Surprisingly, given that that they opened within weeks of each other, locals don't get this Gusto confused with Gusto at the Grand (as in the SkyCity Grand). This one is far less fancy, but jolly good in its own way. Our table was waiting, tap water asked for and provided, a wine sample happily poured as we studied the longer and more complex menu than we expected (there's a specials board as well).

We started with the carpaccio di tonno (thin-sliced raw tuna), which was excellent; the carpaccio al funghetto (sliced raw beef with mushrooms), which was also delectable; and the calamari in pardella - that is, coated in polenta. It arrived looking like a pile of rubber bands, so thinly sliced was it, but every piece was tender and delicious. What's more, the polenta didn't get in the way.


Brian's prawns, from the specials board, were served on Italian flat bread, rather like an Italian wrap, topped with salad and Italian mayonnaise. He gave me one and it was great.

But it was Andrea's scamorza al forno, a melted cheese concoction liberally sprinkled with black truffles, that won the day. It really was brilliant.

Our wines were excellent too. Those by the glass were generous (as was everything about this meal), while the bottle of Ferauds chardonnay shared by the men was good value at $45.

By now a second wave of diners was moving into the quickly cleared tables. One foursome arrived with a new baby in tow. It lay there in its stroller alongside the table, as its parents enjoyed a night on the town. And not a squeak.

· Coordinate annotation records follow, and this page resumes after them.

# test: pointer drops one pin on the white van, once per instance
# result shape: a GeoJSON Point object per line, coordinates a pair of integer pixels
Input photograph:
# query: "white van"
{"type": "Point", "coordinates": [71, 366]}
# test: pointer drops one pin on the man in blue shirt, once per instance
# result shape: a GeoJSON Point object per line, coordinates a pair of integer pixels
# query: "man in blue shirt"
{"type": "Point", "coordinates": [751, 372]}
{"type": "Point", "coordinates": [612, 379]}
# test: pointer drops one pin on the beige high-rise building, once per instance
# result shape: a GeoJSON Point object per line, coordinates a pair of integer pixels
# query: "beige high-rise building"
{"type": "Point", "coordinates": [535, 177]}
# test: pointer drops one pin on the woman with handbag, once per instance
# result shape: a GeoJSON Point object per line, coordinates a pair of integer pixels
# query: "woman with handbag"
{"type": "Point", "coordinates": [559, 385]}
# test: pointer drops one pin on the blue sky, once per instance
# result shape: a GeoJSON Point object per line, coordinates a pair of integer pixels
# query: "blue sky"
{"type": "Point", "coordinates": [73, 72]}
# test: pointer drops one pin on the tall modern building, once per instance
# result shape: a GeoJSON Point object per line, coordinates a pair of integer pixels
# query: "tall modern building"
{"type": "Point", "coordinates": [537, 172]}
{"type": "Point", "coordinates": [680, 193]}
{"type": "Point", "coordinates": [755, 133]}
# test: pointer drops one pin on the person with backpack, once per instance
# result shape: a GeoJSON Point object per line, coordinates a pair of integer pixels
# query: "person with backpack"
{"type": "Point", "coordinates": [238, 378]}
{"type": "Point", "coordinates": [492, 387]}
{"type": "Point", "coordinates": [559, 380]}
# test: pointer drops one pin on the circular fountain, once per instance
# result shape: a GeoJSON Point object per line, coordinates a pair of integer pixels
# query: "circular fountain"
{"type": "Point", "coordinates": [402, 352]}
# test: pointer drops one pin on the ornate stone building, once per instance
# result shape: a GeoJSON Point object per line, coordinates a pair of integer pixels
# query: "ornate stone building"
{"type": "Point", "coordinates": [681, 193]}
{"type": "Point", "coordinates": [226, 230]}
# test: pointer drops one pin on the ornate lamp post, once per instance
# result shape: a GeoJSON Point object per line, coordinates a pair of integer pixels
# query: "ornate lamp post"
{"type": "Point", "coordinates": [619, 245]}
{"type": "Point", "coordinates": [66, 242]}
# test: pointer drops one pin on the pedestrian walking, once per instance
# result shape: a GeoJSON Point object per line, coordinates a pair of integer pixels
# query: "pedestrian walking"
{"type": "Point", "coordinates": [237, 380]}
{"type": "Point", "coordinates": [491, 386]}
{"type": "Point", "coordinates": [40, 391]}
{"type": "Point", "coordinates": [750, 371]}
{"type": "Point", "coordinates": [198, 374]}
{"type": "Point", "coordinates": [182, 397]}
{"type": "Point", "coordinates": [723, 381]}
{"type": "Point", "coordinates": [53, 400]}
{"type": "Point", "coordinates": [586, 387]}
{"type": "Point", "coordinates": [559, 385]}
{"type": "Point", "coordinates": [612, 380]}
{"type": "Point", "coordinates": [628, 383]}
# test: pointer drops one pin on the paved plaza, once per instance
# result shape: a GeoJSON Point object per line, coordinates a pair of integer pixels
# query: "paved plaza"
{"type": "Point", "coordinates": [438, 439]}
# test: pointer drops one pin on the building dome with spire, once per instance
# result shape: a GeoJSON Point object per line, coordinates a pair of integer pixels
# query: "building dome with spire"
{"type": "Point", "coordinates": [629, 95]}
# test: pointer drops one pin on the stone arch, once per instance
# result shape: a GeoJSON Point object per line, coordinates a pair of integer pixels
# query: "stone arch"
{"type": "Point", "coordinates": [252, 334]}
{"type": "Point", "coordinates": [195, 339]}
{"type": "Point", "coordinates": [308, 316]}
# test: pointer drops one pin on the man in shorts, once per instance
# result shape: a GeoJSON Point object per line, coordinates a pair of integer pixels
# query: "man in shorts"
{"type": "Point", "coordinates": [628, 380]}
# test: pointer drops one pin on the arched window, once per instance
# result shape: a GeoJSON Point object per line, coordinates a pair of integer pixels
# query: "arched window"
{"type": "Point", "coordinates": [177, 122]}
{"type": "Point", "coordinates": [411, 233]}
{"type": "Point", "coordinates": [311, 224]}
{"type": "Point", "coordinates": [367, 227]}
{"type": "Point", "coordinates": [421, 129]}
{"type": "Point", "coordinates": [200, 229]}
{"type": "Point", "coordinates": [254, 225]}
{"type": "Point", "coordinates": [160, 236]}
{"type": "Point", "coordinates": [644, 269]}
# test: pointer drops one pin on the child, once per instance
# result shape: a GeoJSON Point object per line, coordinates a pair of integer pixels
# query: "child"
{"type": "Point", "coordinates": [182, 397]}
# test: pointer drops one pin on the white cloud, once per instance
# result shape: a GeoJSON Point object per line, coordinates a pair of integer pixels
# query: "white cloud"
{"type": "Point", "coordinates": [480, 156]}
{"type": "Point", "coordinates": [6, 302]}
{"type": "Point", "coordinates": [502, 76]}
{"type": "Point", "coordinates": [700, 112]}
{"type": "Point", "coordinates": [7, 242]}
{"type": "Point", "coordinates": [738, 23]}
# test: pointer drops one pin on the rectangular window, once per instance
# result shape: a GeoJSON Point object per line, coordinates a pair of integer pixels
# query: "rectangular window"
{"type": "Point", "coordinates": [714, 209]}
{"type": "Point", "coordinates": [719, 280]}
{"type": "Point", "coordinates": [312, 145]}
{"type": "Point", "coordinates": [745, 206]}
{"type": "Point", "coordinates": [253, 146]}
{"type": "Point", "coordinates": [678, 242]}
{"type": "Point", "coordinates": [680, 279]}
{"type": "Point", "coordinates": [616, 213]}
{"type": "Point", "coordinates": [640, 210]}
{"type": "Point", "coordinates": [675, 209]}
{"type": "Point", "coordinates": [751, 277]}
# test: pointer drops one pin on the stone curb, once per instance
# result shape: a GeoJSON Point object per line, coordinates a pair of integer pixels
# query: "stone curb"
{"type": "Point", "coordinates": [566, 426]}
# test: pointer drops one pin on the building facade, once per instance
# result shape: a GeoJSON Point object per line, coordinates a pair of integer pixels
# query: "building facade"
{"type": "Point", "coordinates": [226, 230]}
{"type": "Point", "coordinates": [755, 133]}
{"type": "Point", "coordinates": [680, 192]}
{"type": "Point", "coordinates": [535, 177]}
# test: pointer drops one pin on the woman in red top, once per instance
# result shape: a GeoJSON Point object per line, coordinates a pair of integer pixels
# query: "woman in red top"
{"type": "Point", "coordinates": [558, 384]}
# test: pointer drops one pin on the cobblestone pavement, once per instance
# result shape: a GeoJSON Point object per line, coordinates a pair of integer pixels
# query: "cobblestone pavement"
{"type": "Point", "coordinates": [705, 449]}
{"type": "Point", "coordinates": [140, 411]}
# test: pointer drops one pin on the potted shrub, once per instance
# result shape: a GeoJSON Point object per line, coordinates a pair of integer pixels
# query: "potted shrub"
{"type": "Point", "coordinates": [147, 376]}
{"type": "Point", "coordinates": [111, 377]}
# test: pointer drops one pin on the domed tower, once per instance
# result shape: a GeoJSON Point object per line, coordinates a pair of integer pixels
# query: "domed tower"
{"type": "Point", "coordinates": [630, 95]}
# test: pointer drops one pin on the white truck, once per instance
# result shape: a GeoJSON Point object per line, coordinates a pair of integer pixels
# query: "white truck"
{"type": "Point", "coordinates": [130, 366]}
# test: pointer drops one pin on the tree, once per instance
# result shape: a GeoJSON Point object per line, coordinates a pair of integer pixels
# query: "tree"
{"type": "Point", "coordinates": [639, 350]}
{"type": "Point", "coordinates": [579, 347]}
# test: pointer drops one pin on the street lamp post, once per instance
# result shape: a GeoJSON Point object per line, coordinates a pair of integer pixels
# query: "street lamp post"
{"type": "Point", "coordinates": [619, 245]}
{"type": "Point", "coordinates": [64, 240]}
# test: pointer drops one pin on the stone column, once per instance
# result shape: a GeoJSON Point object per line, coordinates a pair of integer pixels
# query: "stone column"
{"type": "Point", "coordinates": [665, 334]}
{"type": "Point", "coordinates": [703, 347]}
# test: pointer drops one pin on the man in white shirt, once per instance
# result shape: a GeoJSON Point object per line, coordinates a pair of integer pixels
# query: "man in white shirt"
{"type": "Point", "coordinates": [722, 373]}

Meanwhile I deliberated long and hard before passing on the special slow-cooked beef in favour of the scallopini al profumo di bosco, which translated to white veal with mushrooms. It's rare to find white veal in New Zealand. Mine arrived smothered in a mushroom sauce which sadly masked the flavour of the meat, but it was fork-tender and I enjoyed it anyway. Brian's agnello (lamb), which also came recommended, worked better.

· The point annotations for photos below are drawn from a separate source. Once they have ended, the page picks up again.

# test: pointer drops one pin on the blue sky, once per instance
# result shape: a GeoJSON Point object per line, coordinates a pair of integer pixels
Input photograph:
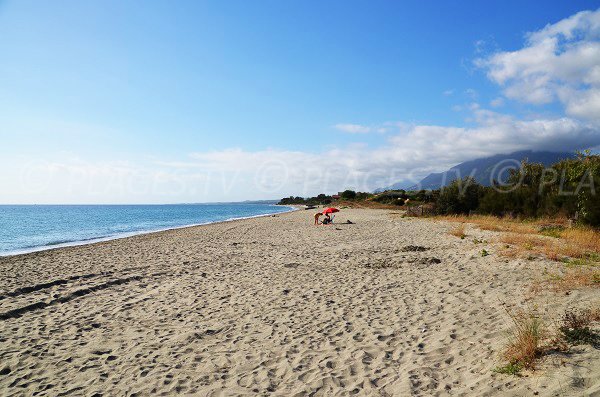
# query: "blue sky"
{"type": "Point", "coordinates": [181, 90]}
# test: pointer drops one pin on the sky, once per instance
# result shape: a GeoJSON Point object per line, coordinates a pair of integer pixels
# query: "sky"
{"type": "Point", "coordinates": [200, 101]}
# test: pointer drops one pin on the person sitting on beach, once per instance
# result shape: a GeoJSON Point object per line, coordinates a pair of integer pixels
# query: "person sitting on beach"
{"type": "Point", "coordinates": [317, 216]}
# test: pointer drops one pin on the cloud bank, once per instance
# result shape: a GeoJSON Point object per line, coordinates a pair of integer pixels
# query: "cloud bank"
{"type": "Point", "coordinates": [558, 64]}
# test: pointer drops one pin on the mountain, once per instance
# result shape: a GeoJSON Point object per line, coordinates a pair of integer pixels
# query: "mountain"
{"type": "Point", "coordinates": [484, 170]}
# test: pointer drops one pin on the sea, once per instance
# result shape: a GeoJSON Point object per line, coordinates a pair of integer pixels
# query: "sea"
{"type": "Point", "coordinates": [28, 228]}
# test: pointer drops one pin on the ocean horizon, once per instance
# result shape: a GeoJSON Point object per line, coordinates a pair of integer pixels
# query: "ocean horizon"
{"type": "Point", "coordinates": [37, 227]}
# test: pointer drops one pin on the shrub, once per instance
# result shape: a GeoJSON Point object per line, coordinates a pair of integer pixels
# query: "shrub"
{"type": "Point", "coordinates": [525, 341]}
{"type": "Point", "coordinates": [460, 197]}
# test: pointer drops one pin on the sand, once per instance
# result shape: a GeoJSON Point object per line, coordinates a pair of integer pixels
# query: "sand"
{"type": "Point", "coordinates": [276, 306]}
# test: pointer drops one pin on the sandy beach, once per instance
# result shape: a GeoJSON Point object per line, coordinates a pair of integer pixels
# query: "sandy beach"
{"type": "Point", "coordinates": [387, 306]}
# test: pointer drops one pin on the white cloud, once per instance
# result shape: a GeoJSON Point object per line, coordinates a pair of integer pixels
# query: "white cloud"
{"type": "Point", "coordinates": [410, 153]}
{"type": "Point", "coordinates": [559, 62]}
{"type": "Point", "coordinates": [497, 102]}
{"type": "Point", "coordinates": [353, 128]}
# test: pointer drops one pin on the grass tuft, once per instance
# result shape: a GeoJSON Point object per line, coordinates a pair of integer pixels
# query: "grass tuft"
{"type": "Point", "coordinates": [459, 231]}
{"type": "Point", "coordinates": [525, 342]}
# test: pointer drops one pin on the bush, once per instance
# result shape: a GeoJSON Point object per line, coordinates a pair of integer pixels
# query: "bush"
{"type": "Point", "coordinates": [460, 197]}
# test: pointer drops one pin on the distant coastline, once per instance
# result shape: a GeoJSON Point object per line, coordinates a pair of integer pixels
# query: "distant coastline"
{"type": "Point", "coordinates": [121, 235]}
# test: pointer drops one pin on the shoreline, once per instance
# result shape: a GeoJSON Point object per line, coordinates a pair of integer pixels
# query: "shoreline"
{"type": "Point", "coordinates": [124, 235]}
{"type": "Point", "coordinates": [382, 306]}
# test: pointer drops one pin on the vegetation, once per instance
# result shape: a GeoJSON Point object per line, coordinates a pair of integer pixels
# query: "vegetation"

The herbs lavishly sprinkled over the sauce were zingy and piquant, and together they jazzed up the meat. I realised only after I tried a mouthful that it was also served sizzling hot, while the veal could have had a little longer in the oven.

The pappardelle al ragu (pasta with beef ragu), which was good value at only $21, was huge and delicious. It, too, came sprinkled with truffles. Only the arrosto di maiale (pork belly) was a disappointment, which was a surprise for our guest who had eaten it twice before. This time it wasn't cooked to a point where the fat had melted right through the belly meat, and was a little tough and dry. Our one black mark for the evening.

As for the desserts, the tiramisu della casa was first class and the tartufo, which arrived as a large chocolate icecream ball, liberally dusted on the outside with powdered chocolate and with a heart of zabaglione, was terrific. We would return for that alone.

Our Meal: $378 for one bottle and five glasses of wine to go with five entrees and main courses, plus three desserts.

Wine list: An excellent list with plenty of Italian varieties to try. They also pour a generous slug for those who prefer to buy by the glass.

Verdict: Gusto Italiano is a true slice of alluring, excitable, beguiling Italy, plonk in the heart of Ponsonby. Although it feels casual and local, it's sophisticated at the same time, and you get the feeling they're always on for a party. Along with Frenchie next door, Gusto gives the old Ponsonby Village a real European feel with good, authentic Italian and French restaurants side by side.